Sin embargo, el tono cambia dramáticamente cuando Dios expone las severas consecuencias de la desobediencia. Si los israelitas se apartan de sus mandamientos, enfrentarán una serie de maldiciones. Estas no son meramente punitivas, sino que se describen como medidas correctivas, destinadas a traer al pueblo de vuelta al camino de la rectitud. Las maldiciones incluyen enfermedad, hambruna, derrota por enemigos, desolación de ciudades y dispersión entre las naciones. Las descripciones vívidas sirven como una advertencia severa de la desolación espiritual y física que proviene de abandonar el pacto.

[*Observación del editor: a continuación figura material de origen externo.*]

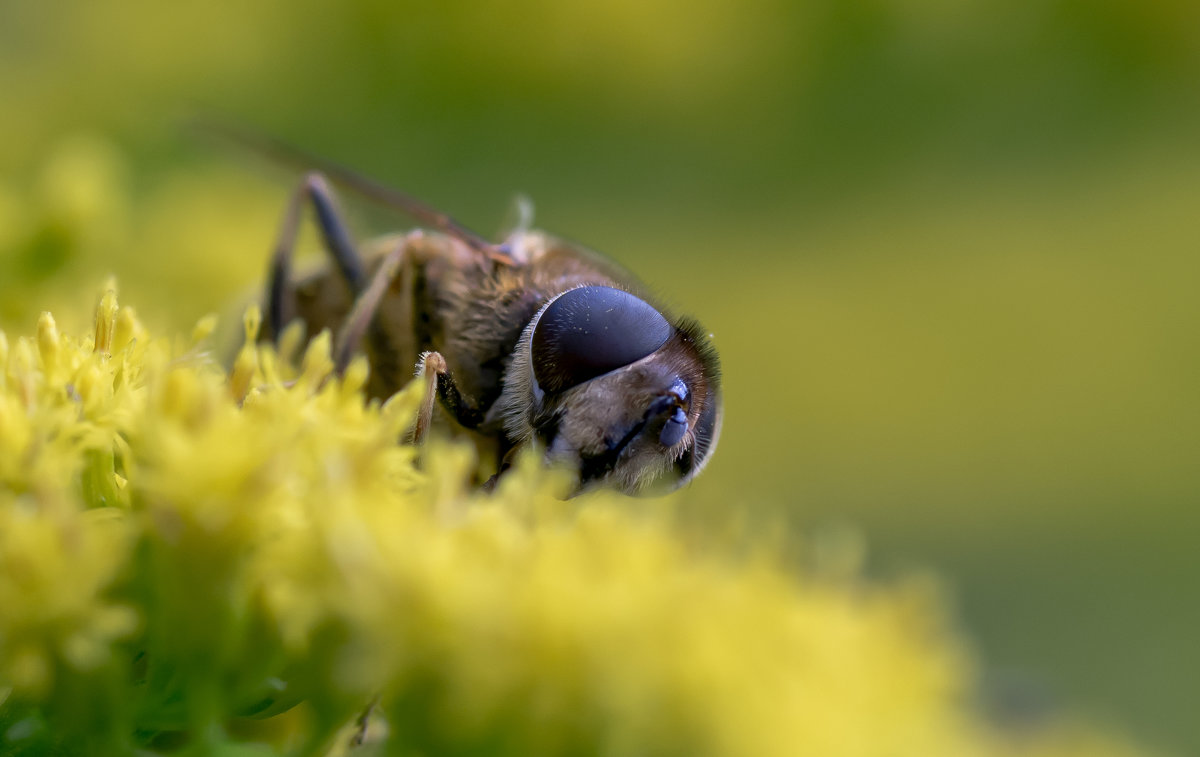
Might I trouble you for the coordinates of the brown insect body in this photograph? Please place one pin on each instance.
(603, 380)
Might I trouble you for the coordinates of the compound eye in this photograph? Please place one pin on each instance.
(589, 331)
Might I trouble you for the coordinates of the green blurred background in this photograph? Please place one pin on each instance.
(947, 250)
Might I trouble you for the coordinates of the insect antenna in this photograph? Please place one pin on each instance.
(289, 155)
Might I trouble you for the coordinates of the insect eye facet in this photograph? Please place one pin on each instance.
(589, 331)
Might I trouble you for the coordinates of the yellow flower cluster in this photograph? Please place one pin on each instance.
(192, 559)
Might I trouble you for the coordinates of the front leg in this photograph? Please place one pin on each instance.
(439, 385)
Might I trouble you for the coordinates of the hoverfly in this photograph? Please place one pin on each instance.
(528, 341)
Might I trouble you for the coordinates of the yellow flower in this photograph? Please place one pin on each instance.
(183, 547)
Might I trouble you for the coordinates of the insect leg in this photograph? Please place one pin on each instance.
(441, 386)
(355, 325)
(335, 235)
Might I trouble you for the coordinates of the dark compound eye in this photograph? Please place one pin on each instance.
(589, 331)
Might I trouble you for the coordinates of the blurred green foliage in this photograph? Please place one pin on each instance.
(947, 251)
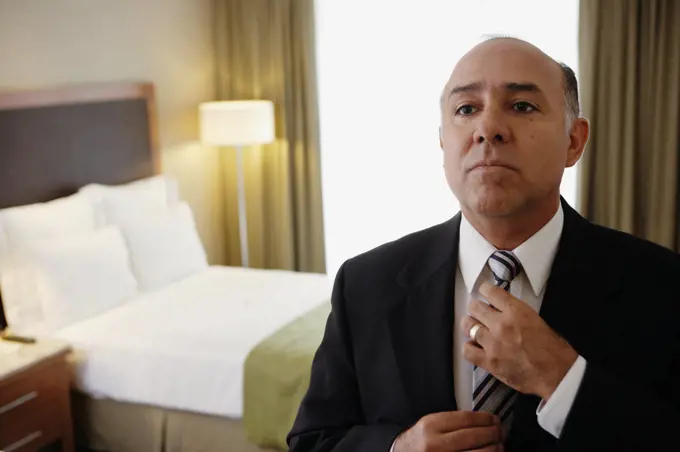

Incrustadas dentro de estas bendiciones y maldiciones, la Parasha también detalla leyes específicas. Estas incluyen las leyes del año sabático (Shmita), donde la tierra debe dejarse en barbecho cada séptimo año, y el año del Jubileo (Yovel), cada cincuenta años, donde todas las tierras ancestrales deben ser devueltas a sus familias originales y los esclavos liberados. Estas leyes enfatizan la justicia social y la equidad económica, con el objetivo de prevenir la acumulación sistémica de riqueza y poder.
Una de las ideas más convincentes de la Parashat Behukotai es el concepto de responsabilidad comunal y el impacto colectivo de las acciones individuales. Las bendiciones y maldiciones se presentan no a individuos, sino a la comunidad en su conjunto. Esto subraya la idea de que el comportamiento de cada persona contribuye al destino de toda la comunidad. Es un poderoso recordatorio de nuestra interconexión y la importancia de la responsabilidad personal en la formación de una sociedad justa.